I am exceedingly bored over Thanksgiving, so I decided to do some data analysis on a data set of the movies I have watched in the past two years. I have the habit of rating each movie I watch after I watch them, on a scale from 1 to 10. I wanted to compare my ratings to those of Rotten Tomatoes to see how our ratings preferences compared.
While I do not refer to Rotten Tomatoes while providing rankings, I do often use Rotten Tomatoes in selecting movies to watch (selection bias).
First take away – while my average score is lower, I have selection into already really really highly rated movies on Rotten Tomatoes(RT). My grades may seem “deflated” only because I have upward bias in my selection–unlike RT I don’t have to watch all movies :).
My Average Score
cat("My Average Score:",mean(movies$My.Rating), "\n")
## My Average Score: 7.75
Average Rotten Tomatoes Score of Movies I Watched
cat("Average RT Score of Movies I Watched:",mean(movies$RT.Score), "\n")
## Average RT Score of Movies I Watched: 8.343548
Average Difference (My Score = Rotten Tomatoes)
cat("Average Difference:",mean(movies$diff))
## Average Difference: -0.5935484
My Top Five Movies
d=datatable(movies[order(-movies$My.Rating),][1:5,], options = list(dom = 't'))
d=formatRound(d,columns='diff',digits=1)
d
Rotten Tomatoes’ Top Five Movies (of this data set)
d=datatable(movies[order(-movies$RT.Score),][1:5,], options = list(dom = 't'))
d=formatRound(d,columns='diff',digits=1)
d
My Biggest “Undervaluations”–i.e. where I liked a movie a lot less than Rotten Tomatoes
d=datatable(movies[order(movies$diff),][1:5,], options = list(dom = 't'))

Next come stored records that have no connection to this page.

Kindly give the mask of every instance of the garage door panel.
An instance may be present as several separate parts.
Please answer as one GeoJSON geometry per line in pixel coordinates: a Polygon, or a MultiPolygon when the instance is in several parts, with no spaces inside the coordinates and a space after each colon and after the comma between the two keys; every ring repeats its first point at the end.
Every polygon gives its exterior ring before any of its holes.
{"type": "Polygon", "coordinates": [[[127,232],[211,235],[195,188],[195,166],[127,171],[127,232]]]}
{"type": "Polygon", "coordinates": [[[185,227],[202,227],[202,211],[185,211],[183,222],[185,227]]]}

d=formatRound(d,columns='diff',digits=1)
d
My Biggest “Overvaluations”–i.e. where I liked a movie a lot more than Rotten Tomatoes
d=datatable(movies[order(-movies$diff),][1:5,], options = list(dom = 't'))
d=formatRound(d,columns='diff',digits=1)
d
library(plotly)
attach(movies)
p = plot_ly(movies, x= ~My.Rating, y= ~RT.Score, text=Movie,color=My.Rating, type ="scatter", mode = "markers", size=My.Rating, name="data")
p = add_lines(p, x=My.Rating,y=My.Rating,name="45-degree ",line = list(color = "black",dash = 'dash',width=1))
p